The natural temptation is to look for shortcuts in manufacturing—especially when commodity pressures cut margins. We’ve resisted that urge by consistently reinvesting in plant upgrades, analytical equipment, and worker training. This philosophy doesn’t deliver overnight returns but keeps us relevant in a tight, competitive space. Bringing 1,3-dimethyl-6-aminouracil into this culture fosters a habit of reliability. Our technical leads meet monthly to audit reactions, challenge old protocols, and chase scrap down to its source.
Feedback cycles spiral across our supply chain—sometimes starting in a user’s small-batch lab, other times from logistics teams juggling difficult routes. We’re open about problems, documenting setbacks as well as wins. Years of collaboration have shown us that sharing knowledge across teams lowers repeat mistakes. Several process improvements grew out of a client’s unusual project or a transport hiccup, which we solved through calls, emails, and on-site visits. We use these stories in internal training to bring new staff up to speed quickly, keeping their learning anchored in real-world challenges instead of just standard operating procedures.
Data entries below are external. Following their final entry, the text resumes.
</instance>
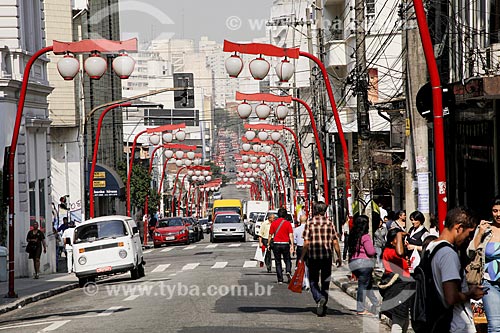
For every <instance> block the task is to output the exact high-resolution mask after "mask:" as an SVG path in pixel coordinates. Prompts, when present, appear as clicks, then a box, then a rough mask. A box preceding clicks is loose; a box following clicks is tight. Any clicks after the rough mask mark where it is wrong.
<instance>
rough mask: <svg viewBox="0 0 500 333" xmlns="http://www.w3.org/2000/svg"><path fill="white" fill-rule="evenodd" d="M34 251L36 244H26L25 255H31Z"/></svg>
mask: <svg viewBox="0 0 500 333" xmlns="http://www.w3.org/2000/svg"><path fill="white" fill-rule="evenodd" d="M35 251H36V243H35V242H28V244H27V245H26V252H27V253H32V252H35Z"/></svg>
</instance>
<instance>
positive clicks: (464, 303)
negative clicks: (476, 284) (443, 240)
mask: <svg viewBox="0 0 500 333" xmlns="http://www.w3.org/2000/svg"><path fill="white" fill-rule="evenodd" d="M441 242H445V241H439V242H431V243H430V244H429V245H428V247H427V249H428V250H430V251H431V252H432V251H433V250H434V248H435V247H436V246H437V245H438V244H439V243H441ZM431 266H432V275H433V278H434V281H435V283H436V289H437V291H438V293H439V296H440V298H441V300H442V301H443V304H444V305H445V306H446V303H445V301H444V292H443V282H447V281H452V280H461V286H462V292H467V291H468V290H469V289H468V287H467V282H466V281H465V278H460V269H461V268H460V267H461V266H460V260H459V258H458V254H457V253H456V252H455V250H453V249H452V248H450V247H447V246H446V247H443V248H441V249H440V250H439V251H438V252H437V253H436V254H435V255H434V258H433V259H432V263H431ZM475 332H476V327H475V326H474V320H473V315H472V308H471V305H470V302H469V301H467V302H465V303H462V304H455V306H454V307H453V319H452V321H451V328H450V333H475Z"/></svg>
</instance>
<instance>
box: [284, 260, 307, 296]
mask: <svg viewBox="0 0 500 333" xmlns="http://www.w3.org/2000/svg"><path fill="white" fill-rule="evenodd" d="M305 272H306V268H305V264H304V262H303V261H302V260H300V261H299V263H298V265H297V269H296V270H295V273H293V277H292V280H291V281H290V283H289V284H288V289H290V290H291V291H293V292H294V293H299V294H300V293H302V283H303V281H304V274H305Z"/></svg>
Investing in better analysis tools—upgrades to LC-MS, automation in powder handling, and tighter calibration—paid back in fewer customer complaints and stronger quality records. Our biggest improvements arrived through iterative small changes—not sweeping overhauls. Chasing six-sigma perfection opened up better ongoing business than one-time silver bullets. Incremental learning pays off, especially in a field where new challenges land with every order.
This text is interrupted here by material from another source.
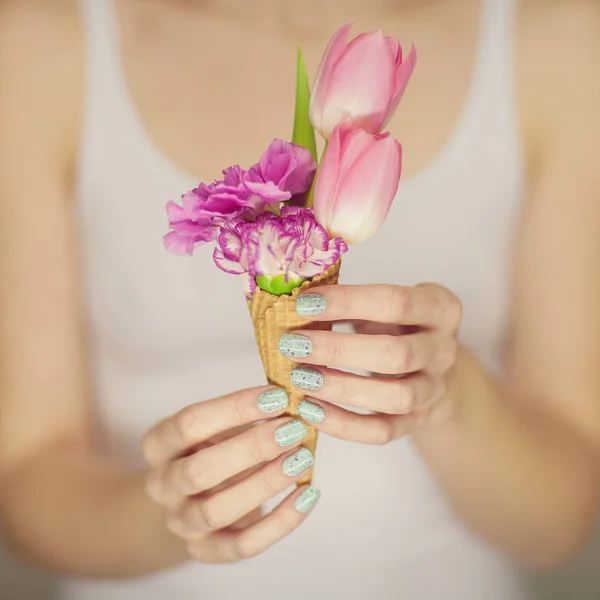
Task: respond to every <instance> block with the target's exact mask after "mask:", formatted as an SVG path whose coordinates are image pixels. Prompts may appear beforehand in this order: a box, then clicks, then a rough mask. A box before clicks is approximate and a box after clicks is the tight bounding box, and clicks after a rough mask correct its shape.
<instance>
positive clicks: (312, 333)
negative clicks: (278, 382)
mask: <svg viewBox="0 0 600 600" xmlns="http://www.w3.org/2000/svg"><path fill="white" fill-rule="evenodd" d="M296 310H297V312H298V313H299V314H300V315H301V316H303V317H305V318H307V319H310V320H318V321H354V322H356V330H357V331H358V332H361V333H355V334H346V333H331V332H326V331H297V332H294V333H293V334H290V335H284V336H283V337H282V338H281V339H280V342H279V350H280V352H281V353H282V354H284V355H285V356H288V357H290V358H292V359H293V360H296V361H297V362H299V363H303V364H301V365H299V366H298V367H297V368H296V369H294V371H293V372H292V384H293V385H294V386H296V387H297V388H299V389H302V390H304V391H305V393H306V394H309V395H310V396H311V398H310V399H309V400H305V401H304V402H302V403H301V405H300V407H299V413H300V414H301V415H302V417H303V418H305V419H306V420H307V421H310V422H312V423H314V424H315V426H316V427H317V428H318V429H320V430H321V431H323V432H324V433H327V434H329V435H332V436H334V437H338V438H342V439H345V440H350V441H354V442H362V443H366V444H385V443H387V442H390V441H391V440H394V439H396V438H398V437H400V436H402V435H404V434H406V433H410V432H411V431H412V430H413V429H414V428H415V427H418V426H423V424H425V423H427V422H429V421H431V420H432V419H434V418H436V417H437V416H438V415H444V414H448V411H447V410H446V411H444V410H443V409H444V408H448V407H449V403H448V402H447V400H448V398H449V394H448V393H447V385H446V384H447V376H448V373H449V372H450V370H451V368H452V367H453V365H454V364H455V362H456V360H457V356H458V343H457V339H456V333H457V329H458V326H459V324H460V320H461V304H460V302H459V300H458V299H457V298H456V296H454V295H453V294H452V293H451V292H449V291H448V290H447V289H445V288H443V287H441V286H438V285H433V284H422V285H419V286H416V287H400V286H391V285H372V286H342V285H340V286H327V287H322V288H319V289H316V290H311V291H310V293H307V294H303V295H301V296H299V298H298V301H297V306H296ZM307 363H308V364H307ZM337 369H350V370H358V371H368V372H372V373H375V374H376V375H374V376H372V377H362V376H359V375H354V374H350V373H346V372H344V371H341V370H337ZM338 405H345V406H350V407H356V408H361V409H368V410H369V411H372V412H373V413H374V414H369V415H359V414H356V413H355V412H352V411H350V410H346V409H344V408H341V407H340V406H338ZM434 409H435V410H434Z"/></svg>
Over the years, relationships built on consistent product quality trumped price-only deals. Clients rely on us for capability and honest troubleshooting, not empty marketing talk. The proof often surfaces in unexpected places—a research chemist launching a new project starts with our material based on a colleague’s referral, or regulatory teams request extra documentation and find our process easy to follow. Repeat business comes not just from product purity, but clear communication and willingness to address challenges head-on.
Handling growth in specialty chemical demands tested our adaptability. New regulations and sustainability targets keep shifting the demands. Rather than waiting until forced, we’ve worked early with customers and compliance specialists to interpret what’s coming next, tweak labeling, or adapt to new export restrictions. The push for lower carbon footprints challenged our team to refine solvent loops and energy use, showing that staying ready matters more than playing catch-up after the fact.
Human capital underpins every successful batch. Much of the expertise in manufacturing 1,3-dimethyl-6-aminouracil rests with operators, chemists, and technical support staff who remember failed runs and client calls and use those lessons to guide the next process tweak. Their know-how distinguishes a trustworthy lot from a problem shipment. Sharing everyday production stories—both wins and mishaps—brings new colleagues up to speed and forges the culture that keeps customers coming back.
Manufacturing 1,3-dimethyl-6-aminouracil forges a long-term commitment to reliability, adaptation, and partnership. We forge our process improvements and adjustments in direct response to field experience, real orders, and actual user feedback. The road continues, demanding continued vigilance, honest self-examination, and ready engagement across scientists, operators, logistics teams, and customers alike. Each successful lot reflects years of accumulated lessons, practical know-how, and a collaborative stance—lifting the reliability of chemical supply in a shifting world.